In this article, I have demonstrated that in Senegal, antenatal care roles and responsibilities are distributed among a small network of kin-relations called the entourage. As a part of this entourage, expectant fathers are relied upon to find money to pay for the added expenses of pregnancy and to provide emotional support – often the two overlap. Pregnant women, their mothers-in-law, and midwives all agree that these responsibilities are critical to the health and wellbeing of women and children, and yet almost none of them serve as indicators of “men’s involvement” in global health literature, nor can they be measured by current indicators in the DHS.

I have also demonstrated that Senegalese men do not undertake the forms of care and support that Assaf and Davis call “involvement” because those responsibilities are not theirs to act upon, nor would it be financially feasible for most Senegalese.

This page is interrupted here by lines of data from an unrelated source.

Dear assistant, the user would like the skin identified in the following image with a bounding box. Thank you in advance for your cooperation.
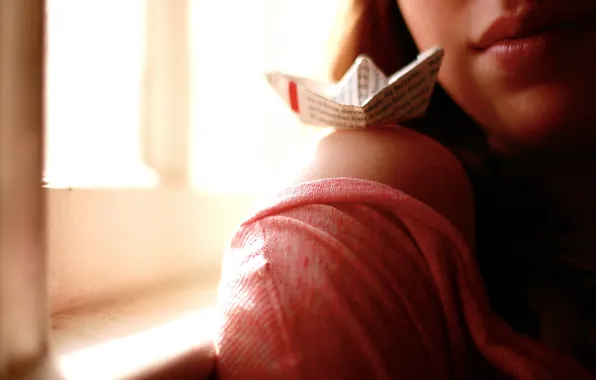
[398,0,596,352]
[298,0,596,360]
[398,0,596,156]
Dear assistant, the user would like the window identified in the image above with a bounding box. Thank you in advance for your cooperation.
[190,0,340,192]
[45,0,341,310]
[45,0,156,187]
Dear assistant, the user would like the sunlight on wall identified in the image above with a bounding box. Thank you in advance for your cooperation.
[190,0,340,192]
[58,308,217,380]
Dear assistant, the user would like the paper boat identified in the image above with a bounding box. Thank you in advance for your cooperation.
[267,47,443,129]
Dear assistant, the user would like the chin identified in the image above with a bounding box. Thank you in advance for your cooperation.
[480,86,596,156]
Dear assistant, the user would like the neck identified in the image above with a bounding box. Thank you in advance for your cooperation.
[486,140,596,228]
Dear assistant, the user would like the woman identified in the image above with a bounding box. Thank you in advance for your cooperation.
[217,0,596,380]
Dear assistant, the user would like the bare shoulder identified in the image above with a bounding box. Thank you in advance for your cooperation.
[300,128,474,243]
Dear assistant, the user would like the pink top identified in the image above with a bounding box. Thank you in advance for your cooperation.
[217,178,592,380]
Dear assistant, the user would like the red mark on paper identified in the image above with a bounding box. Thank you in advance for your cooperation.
[288,82,300,113]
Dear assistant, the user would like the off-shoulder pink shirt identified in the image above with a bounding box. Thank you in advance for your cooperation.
[216,178,592,380]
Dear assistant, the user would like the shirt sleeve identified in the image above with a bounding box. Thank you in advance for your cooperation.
[216,197,458,380]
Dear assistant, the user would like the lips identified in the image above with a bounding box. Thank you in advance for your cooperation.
[474,10,596,50]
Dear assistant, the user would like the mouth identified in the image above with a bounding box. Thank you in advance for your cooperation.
[473,11,596,51]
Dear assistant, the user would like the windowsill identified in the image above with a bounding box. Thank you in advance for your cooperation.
[52,282,217,380]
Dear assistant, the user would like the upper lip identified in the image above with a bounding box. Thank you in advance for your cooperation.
[474,9,596,50]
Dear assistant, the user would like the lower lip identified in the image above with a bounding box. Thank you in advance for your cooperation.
[484,25,593,74]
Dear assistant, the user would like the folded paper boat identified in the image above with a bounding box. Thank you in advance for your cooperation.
[267,47,443,129]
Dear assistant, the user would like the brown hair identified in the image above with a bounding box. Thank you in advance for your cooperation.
[330,0,596,368]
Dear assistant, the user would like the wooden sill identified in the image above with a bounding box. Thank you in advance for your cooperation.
[52,282,217,380]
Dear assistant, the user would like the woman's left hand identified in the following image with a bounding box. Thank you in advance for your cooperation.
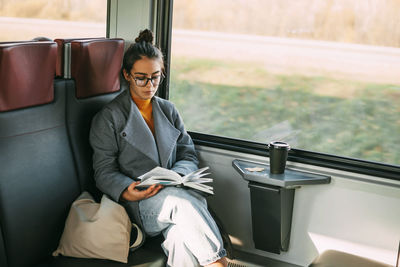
[121,182,163,201]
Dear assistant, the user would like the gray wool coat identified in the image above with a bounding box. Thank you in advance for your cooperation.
[90,90,198,225]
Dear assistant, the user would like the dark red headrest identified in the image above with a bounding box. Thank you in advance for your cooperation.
[0,42,57,111]
[54,37,105,77]
[71,39,124,98]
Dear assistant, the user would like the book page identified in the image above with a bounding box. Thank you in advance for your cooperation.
[138,167,182,182]
[184,182,214,195]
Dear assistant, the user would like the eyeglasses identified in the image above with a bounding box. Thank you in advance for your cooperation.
[132,75,164,87]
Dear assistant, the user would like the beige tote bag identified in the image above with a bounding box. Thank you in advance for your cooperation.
[53,192,143,263]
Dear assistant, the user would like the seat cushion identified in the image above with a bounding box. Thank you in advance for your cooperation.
[310,250,391,267]
[36,236,167,267]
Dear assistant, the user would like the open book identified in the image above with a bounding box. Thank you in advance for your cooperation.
[137,167,214,195]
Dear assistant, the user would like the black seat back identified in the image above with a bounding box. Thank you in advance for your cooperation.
[67,39,124,200]
[0,42,80,267]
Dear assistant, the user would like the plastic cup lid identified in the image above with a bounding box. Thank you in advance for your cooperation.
[268,141,290,150]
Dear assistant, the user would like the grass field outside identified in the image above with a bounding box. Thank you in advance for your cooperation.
[170,57,400,165]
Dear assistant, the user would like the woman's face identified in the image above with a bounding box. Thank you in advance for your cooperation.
[123,57,162,100]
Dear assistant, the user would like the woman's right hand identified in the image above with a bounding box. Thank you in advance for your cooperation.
[121,182,163,201]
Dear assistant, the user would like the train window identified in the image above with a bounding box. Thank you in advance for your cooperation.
[0,0,107,41]
[169,0,400,165]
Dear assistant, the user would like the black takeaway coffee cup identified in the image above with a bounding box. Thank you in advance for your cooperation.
[268,141,290,174]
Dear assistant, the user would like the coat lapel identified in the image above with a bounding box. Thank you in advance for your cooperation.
[120,94,160,165]
[153,98,181,168]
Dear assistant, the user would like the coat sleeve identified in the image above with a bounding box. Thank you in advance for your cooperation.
[89,109,133,202]
[171,107,199,175]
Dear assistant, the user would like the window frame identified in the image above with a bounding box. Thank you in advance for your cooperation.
[156,0,400,181]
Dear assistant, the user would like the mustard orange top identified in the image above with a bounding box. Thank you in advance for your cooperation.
[132,96,154,135]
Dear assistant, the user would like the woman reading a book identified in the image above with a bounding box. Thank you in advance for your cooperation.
[90,30,227,267]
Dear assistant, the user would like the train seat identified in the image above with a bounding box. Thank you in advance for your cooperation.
[0,38,166,267]
[54,37,105,78]
[0,42,80,267]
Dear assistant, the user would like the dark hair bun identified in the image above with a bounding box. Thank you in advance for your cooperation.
[135,29,154,44]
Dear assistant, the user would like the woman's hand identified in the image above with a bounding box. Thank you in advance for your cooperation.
[121,182,163,201]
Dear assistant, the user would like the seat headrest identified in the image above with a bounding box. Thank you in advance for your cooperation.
[54,37,105,77]
[0,42,57,112]
[71,38,124,98]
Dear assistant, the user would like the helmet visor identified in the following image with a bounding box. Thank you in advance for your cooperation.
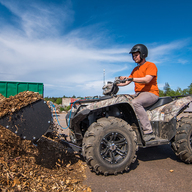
[129,47,140,54]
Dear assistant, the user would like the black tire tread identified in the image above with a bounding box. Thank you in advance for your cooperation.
[82,117,138,175]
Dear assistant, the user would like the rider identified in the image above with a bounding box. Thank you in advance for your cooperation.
[118,44,159,141]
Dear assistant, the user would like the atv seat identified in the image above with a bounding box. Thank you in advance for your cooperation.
[145,97,173,111]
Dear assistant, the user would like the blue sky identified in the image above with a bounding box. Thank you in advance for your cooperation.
[0,0,192,97]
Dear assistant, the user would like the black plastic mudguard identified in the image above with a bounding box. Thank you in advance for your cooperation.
[0,100,52,140]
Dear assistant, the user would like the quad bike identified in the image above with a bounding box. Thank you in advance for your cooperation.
[66,78,192,175]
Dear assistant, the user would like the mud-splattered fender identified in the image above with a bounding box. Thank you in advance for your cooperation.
[147,96,192,122]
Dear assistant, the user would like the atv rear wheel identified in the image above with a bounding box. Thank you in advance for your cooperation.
[82,117,138,175]
[172,115,192,163]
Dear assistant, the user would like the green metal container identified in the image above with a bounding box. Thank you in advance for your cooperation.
[0,81,44,98]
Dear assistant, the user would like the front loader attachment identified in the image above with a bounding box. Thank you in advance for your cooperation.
[0,92,52,140]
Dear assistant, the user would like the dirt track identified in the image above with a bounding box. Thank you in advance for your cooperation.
[58,114,192,192]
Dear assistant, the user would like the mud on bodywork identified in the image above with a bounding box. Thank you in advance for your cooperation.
[147,96,192,122]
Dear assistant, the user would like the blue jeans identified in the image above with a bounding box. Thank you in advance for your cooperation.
[132,92,159,134]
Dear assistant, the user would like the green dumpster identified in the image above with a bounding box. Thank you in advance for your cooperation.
[0,81,44,98]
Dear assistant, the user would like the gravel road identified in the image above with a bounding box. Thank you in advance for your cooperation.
[58,114,192,192]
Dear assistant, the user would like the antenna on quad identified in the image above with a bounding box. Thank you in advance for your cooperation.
[103,69,105,85]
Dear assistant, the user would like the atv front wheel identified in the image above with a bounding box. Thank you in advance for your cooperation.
[82,117,138,175]
[172,115,192,163]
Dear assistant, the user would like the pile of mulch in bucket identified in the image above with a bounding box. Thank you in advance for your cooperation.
[0,91,91,192]
[0,126,91,192]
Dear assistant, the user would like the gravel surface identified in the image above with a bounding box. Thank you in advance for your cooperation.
[58,114,192,192]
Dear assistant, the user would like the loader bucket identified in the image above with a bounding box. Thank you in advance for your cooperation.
[0,99,52,140]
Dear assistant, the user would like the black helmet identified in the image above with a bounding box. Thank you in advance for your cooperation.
[129,44,148,59]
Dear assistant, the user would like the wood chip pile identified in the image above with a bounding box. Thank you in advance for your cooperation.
[0,93,91,192]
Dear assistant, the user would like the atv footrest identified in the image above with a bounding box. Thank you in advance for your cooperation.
[144,137,169,147]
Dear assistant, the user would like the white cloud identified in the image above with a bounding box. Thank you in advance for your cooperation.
[0,0,190,97]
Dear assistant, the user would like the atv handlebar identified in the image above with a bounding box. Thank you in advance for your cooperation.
[114,76,133,84]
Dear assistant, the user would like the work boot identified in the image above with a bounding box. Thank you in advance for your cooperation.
[143,133,155,141]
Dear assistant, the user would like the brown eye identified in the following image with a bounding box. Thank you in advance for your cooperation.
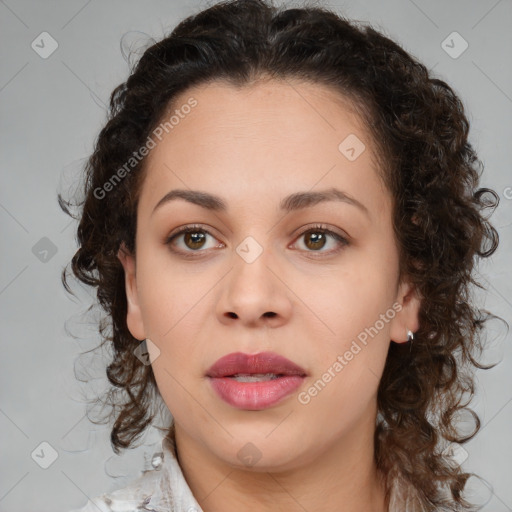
[304,231,326,250]
[183,231,206,249]
[165,226,222,257]
[296,225,349,255]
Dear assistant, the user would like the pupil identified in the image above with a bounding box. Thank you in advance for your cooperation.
[306,232,325,249]
[185,231,204,249]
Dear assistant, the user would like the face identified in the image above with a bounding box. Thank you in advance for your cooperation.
[119,82,419,469]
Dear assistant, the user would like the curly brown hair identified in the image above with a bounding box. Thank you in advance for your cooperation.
[59,0,498,510]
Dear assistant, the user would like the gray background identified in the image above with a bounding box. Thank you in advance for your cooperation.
[0,0,512,512]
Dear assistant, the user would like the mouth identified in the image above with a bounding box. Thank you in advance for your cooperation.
[206,352,307,411]
[206,352,307,382]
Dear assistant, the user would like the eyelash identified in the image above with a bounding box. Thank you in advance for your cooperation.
[164,224,349,258]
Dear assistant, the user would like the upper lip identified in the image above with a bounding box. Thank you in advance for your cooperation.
[206,352,306,378]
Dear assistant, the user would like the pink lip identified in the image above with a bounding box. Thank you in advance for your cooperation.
[207,352,307,411]
[206,352,306,377]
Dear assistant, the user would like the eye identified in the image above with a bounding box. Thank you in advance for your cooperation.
[290,224,348,254]
[165,226,220,257]
[165,224,349,258]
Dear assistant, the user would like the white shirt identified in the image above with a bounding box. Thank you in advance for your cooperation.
[71,438,203,512]
[70,437,454,512]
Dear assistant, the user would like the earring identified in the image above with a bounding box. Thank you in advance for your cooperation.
[407,329,414,354]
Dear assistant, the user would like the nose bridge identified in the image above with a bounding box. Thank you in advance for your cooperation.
[214,230,290,323]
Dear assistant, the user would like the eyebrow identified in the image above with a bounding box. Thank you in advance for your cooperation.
[151,188,369,215]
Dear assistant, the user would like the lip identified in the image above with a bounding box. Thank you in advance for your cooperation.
[206,352,306,378]
[207,352,307,411]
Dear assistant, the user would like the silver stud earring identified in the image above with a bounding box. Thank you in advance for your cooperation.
[407,329,414,354]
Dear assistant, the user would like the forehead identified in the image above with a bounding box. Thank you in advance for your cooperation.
[136,80,386,216]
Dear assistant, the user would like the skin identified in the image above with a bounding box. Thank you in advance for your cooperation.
[118,80,420,512]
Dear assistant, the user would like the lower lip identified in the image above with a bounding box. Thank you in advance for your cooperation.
[209,375,304,411]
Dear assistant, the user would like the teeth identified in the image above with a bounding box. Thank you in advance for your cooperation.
[230,373,279,382]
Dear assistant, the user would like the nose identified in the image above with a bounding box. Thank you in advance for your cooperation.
[217,243,293,327]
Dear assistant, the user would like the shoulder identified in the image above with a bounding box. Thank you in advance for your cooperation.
[70,439,202,512]
[70,470,161,512]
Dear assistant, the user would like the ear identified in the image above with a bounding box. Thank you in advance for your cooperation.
[390,281,421,343]
[117,242,146,341]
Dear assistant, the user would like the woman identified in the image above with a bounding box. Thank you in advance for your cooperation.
[61,0,498,512]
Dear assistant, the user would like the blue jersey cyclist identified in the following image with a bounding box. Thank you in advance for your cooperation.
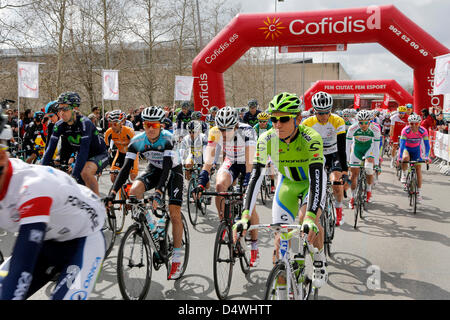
[107,106,183,280]
[41,92,108,195]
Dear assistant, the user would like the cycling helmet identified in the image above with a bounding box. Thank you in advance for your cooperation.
[58,92,81,108]
[342,109,353,118]
[311,91,333,111]
[44,100,58,114]
[247,99,258,108]
[356,110,372,121]
[108,110,125,122]
[191,111,202,120]
[267,92,302,113]
[397,106,406,112]
[33,111,44,120]
[215,106,239,129]
[256,112,270,121]
[408,113,422,123]
[141,106,165,122]
[187,121,202,133]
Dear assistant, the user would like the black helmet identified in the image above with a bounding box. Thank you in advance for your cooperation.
[58,92,81,108]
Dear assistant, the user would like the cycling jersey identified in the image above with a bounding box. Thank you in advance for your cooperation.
[207,122,256,164]
[346,122,381,166]
[253,121,272,137]
[398,126,430,160]
[242,110,261,127]
[0,159,106,299]
[244,125,326,223]
[180,133,208,164]
[113,129,182,192]
[302,113,345,155]
[105,126,134,153]
[41,115,107,181]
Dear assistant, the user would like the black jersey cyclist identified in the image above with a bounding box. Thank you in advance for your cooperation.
[41,92,108,195]
[107,106,183,280]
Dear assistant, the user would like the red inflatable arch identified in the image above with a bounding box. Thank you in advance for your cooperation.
[304,80,413,110]
[192,5,450,114]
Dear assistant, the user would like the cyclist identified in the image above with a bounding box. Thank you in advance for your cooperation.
[0,115,106,300]
[389,106,408,168]
[196,106,259,267]
[180,121,208,181]
[105,106,183,280]
[234,92,328,288]
[398,113,430,202]
[205,106,219,128]
[346,110,381,209]
[104,110,139,183]
[41,92,108,195]
[302,91,348,226]
[242,99,261,127]
[23,111,46,163]
[253,112,275,193]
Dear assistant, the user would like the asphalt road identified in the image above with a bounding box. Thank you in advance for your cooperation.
[0,161,450,300]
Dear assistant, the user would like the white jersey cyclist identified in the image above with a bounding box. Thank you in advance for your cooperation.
[0,158,106,299]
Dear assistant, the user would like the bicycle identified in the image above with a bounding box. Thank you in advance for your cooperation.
[113,196,190,300]
[320,170,336,256]
[202,182,251,300]
[353,160,367,229]
[186,164,211,227]
[403,161,429,214]
[255,224,319,300]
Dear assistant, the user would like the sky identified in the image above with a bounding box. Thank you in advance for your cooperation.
[232,0,450,88]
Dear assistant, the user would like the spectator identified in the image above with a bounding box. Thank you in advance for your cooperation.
[420,109,436,132]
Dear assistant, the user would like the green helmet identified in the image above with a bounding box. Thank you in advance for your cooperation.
[267,92,302,113]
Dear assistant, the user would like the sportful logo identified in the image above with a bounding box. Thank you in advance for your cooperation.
[258,17,287,40]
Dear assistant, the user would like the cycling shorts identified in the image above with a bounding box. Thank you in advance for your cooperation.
[88,151,109,174]
[0,230,106,300]
[136,165,184,207]
[272,173,327,224]
[217,158,247,183]
[111,151,139,175]
[402,146,423,161]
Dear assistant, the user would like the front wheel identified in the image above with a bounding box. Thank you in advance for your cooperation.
[117,224,152,300]
[213,222,234,300]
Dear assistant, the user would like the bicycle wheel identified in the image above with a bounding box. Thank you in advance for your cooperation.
[162,213,190,279]
[117,223,152,300]
[102,210,117,259]
[186,179,198,227]
[213,222,234,300]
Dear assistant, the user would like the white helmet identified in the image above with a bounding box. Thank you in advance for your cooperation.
[356,110,372,121]
[141,106,165,122]
[311,91,333,111]
[408,113,422,123]
[215,106,239,129]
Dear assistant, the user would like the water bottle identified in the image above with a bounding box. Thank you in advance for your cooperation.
[145,211,156,233]
[156,217,166,240]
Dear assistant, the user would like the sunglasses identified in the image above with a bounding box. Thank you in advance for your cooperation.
[144,121,161,129]
[270,114,297,123]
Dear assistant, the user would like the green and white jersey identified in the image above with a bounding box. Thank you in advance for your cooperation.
[346,122,381,162]
[255,125,323,181]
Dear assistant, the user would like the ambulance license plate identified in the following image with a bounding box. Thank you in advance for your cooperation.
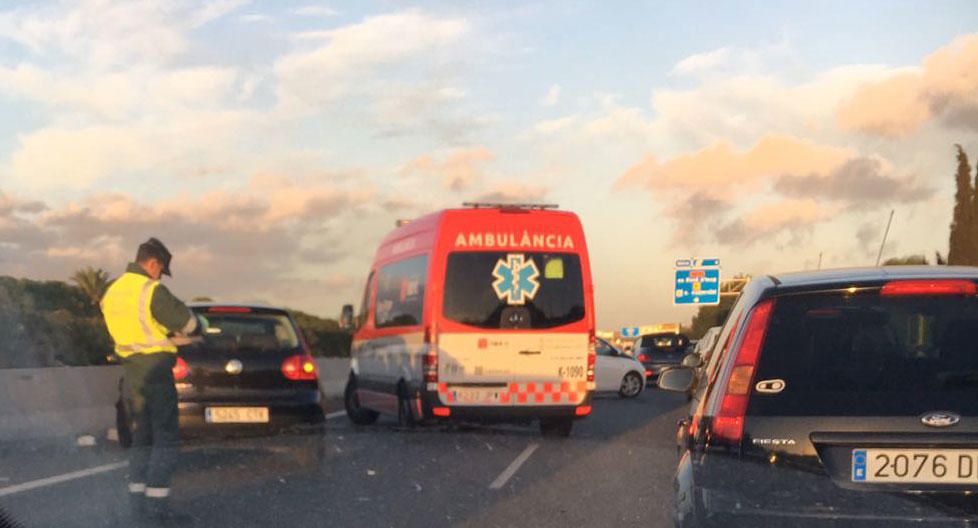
[204,407,268,423]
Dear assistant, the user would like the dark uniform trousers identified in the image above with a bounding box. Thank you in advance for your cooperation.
[122,352,180,496]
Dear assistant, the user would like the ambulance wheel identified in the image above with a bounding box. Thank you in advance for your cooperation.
[343,374,379,425]
[397,384,415,428]
[540,418,574,438]
[618,372,645,398]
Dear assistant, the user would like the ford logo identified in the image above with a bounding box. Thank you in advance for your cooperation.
[224,359,244,374]
[920,411,961,427]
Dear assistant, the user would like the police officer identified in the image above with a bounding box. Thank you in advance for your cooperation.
[102,238,199,521]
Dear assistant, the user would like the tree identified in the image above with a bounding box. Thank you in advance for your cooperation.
[947,145,978,265]
[71,266,110,306]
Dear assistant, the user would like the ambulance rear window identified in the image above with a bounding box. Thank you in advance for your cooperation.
[443,252,585,329]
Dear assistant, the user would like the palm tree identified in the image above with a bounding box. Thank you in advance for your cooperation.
[71,266,110,306]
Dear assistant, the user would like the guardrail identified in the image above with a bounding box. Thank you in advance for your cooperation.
[0,358,350,442]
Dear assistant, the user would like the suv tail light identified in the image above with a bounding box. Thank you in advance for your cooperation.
[422,325,438,383]
[173,356,190,381]
[710,299,774,444]
[282,355,319,381]
[880,280,978,297]
[587,328,598,384]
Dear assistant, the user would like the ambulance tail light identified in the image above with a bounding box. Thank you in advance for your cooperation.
[422,325,438,383]
[710,299,774,446]
[587,328,598,383]
[282,354,319,381]
[173,356,190,381]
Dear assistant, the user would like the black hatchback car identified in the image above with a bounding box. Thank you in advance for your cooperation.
[118,305,324,443]
[659,267,978,527]
[633,332,689,385]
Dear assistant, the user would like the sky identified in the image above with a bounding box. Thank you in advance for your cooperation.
[0,0,978,328]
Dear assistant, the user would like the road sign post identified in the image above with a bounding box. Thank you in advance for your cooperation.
[672,258,720,306]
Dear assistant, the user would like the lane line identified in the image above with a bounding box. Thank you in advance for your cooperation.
[0,460,129,497]
[489,444,540,489]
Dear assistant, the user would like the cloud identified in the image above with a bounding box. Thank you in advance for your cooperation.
[669,47,731,76]
[617,135,855,194]
[540,84,561,106]
[0,0,243,70]
[401,147,495,192]
[292,5,340,17]
[837,35,978,138]
[774,157,934,205]
[472,181,550,203]
[275,11,468,107]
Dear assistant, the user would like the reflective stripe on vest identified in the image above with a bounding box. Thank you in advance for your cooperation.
[102,272,177,357]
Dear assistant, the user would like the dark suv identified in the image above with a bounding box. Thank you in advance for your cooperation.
[659,267,978,526]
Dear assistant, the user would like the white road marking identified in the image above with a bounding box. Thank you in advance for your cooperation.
[489,444,540,489]
[0,461,129,497]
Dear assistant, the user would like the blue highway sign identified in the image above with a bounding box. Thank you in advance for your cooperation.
[672,268,720,305]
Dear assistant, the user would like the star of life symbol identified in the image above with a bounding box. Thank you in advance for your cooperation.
[492,254,540,304]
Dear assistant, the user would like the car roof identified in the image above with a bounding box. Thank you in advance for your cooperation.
[769,266,978,288]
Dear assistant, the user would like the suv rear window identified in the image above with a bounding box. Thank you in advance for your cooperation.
[443,252,584,329]
[748,288,978,416]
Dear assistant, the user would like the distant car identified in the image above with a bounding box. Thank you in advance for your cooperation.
[117,305,324,444]
[594,338,645,398]
[659,266,978,527]
[634,332,689,385]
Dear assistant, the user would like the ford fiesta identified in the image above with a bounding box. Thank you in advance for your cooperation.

Finally, I have demonstrated that Eurocentric measures of men’s involvement, while ostensibly universal, are so narrow as to be impractical for intervention. The assumption that, because men aren’t accompanying their pregnant partners to ANC visits, no one is accompanying her reveals deeply entrenched ethnocentric and limited conceptions of masculinity, of family dynamics, and of care. Narrow conceptions of what a father “should” know or do as forms of maternal support are also tied to equally myopic assumptions of nuclear households that presume men are solely responsible for women’s and children’s care. These measures tell us nothing about the relationship between men’s actions and women and children’s health when men are not the only people involved in their care. Like “culture,” kinship is not fixed nor bounded—even in nuclear families (which is a rare occurrence in Dakar). It is important to widen the scope of interrogation to include all meaningful relationships in someone’s life, perhaps approximating what I’ve described here as an entourage or Janzen’s TMG. Measures of men’s involvement can only be meaningful in locally specific, context dependent analysis and practice.